Israeli Foreign Minister Yair Lapid on Monday slammed his Russian counterpart Sergei Lavrov for alleging Adolf Hitler may have "had Jewish blood" and summoned the Russian ambassador for "clarifications."
Since Russia's invasion of Ukraine on February 24, Israel has sought to keep a delicate balance between the two sides, but remarks by the Russian foreign minister to an Italian channel sparked anger in Israel.
Moscow has previously said it wants to "de-militarise" and "de-Nazify" Ukraine.
Speaking to the Italian outlet Mediaset in an interview released Sunday, Lavrov claimed that Ukrainian President Volodymyr Zelensky "puts forward an argument of what kind of Nazism can they have if he himself is Jewish."
Lavrov, according to a transcript posted on the Russian foreign ministry website, then added: "I could be wrong, but Hitler also had Jewish blood."
Lapid, in a statement from the foreign ministry on the "grave remarks," condemned the comments.
"Foreign Minister Lavrov's remarks are both an unforgivable and outrageous statement as well as a terrible historical error," Lapid said.
"Jews did not murder themselves in the Holocaust.
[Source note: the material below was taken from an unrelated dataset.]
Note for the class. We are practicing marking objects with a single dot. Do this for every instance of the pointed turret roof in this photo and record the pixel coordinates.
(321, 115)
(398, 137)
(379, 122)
The lowest level of racism against Jews is to accuse Jews themselves of antisemitism."
Israel's foreign ministry "has summoned the Russian Ambassador to Israel for a clarification meeting," the statement added.
Dani Dayan, director of the Yad Vashem, the World Holocaust Remembrance Center in Israel, also criticized Lavrov's statement, calling them "unfounded, delusional and dangerous remarks which deserve to be condemned."
In a speech at the end of March to the Israeli parliament, Zelensky called on Israel to "make a choice" by supporting Ukraine against Russia and asked the Jewish state to provide it with weapons.
Israel has provided helmets and bulletproof vests to Ukrainian rescue workers, but has not recently supplied the country with weapons, Israeli officials say.